PDF, English - main document
Download (20MB) | Terms of use

Citation of documents: Please do not cite the URL that is displayed in your browser location input, instead use the DOI, URN or the persistent URL below, as we can guarantee their long-time accessibility.

DOI: 10.11588/heidok.00025757
URN: urn:nbn:de:bsz:16-heidok-257571
URL: http://www.ub.uni-heidelberg.de/archiv/25757

Abstract

High performance computing has become one of the major drivers behind technology inventions and science discoveries. Originally driven through the increase of operating frequencies and technology scaling, a recent slowdown in this evolution has led to the development of multi-core architectures, which are supported by accelerator devices such as graphics processing units (GPUs). With the upcoming exascale era, the overall power consumption and the gap between compute capabilities and I/O bandwidth have become major challenges. Nowadays, the system performance is dominated by the time spent in communication and I/O, which highly depends on the capabilities of the network interface. In order to cope with the extreme concurrency and heterogeneity of future systems, the software ecosystem of the interconnect needs to be carefully tuned to excel in reliability, programmability, and usability.

This work identifies and addresses three major gaps in today's interconnect software systems. The I/O gap describes the disparity in operating speeds between the computing capabilities and second storage tiers. The communication gap is introduced through the communication overhead needed to synchronize distributed large-scale applications and the mixed workload. The last gap is the so called concurrency gap, which is introduced through the extreme concurrency and the inflicted learning curve posed to scientific application developers to exploit the hardware capabilities.

The first contribution is the introduction of the network-attached accelerator approach, which moves accelerators into a "stand-alone" cluster connected through the Extoll interconnect.

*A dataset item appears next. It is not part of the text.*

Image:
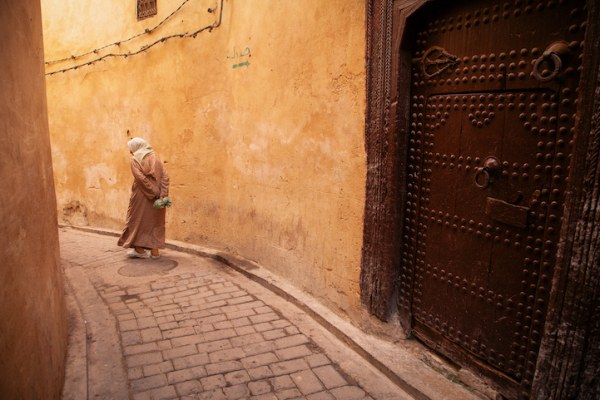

The novel communication architecture enables the direct accelerators communication without any host interactions and an optimal application-to-compute-resources mapping. The effectiveness of this approach is evaluated for two classes of accelerators: Intel Xeon Phi coprocessors and NVIDIA GPUs.

The next contribution comprises the design, implementation, and evaluation of the support of legacy codes and protocols over the Extoll interconnect technology. By providing TCP/IP protocol support over Extoll, it is shown that the performance benefits of the interconnect can be fully leveraged by a broader range of applications, including the seamless support of legacy codes.

The third contribution is twofold. First, a comprehensive analysis of the Lustre networking protocol semantics and interfaces is presented. Afterwards, these insights are utilized to map the LNET protocol semantics onto the Extoll networking technology. The result is a fully functional Lustre network driver for Extoll. An initial performance evaluation demonstrates promising bandwidth and message rate results.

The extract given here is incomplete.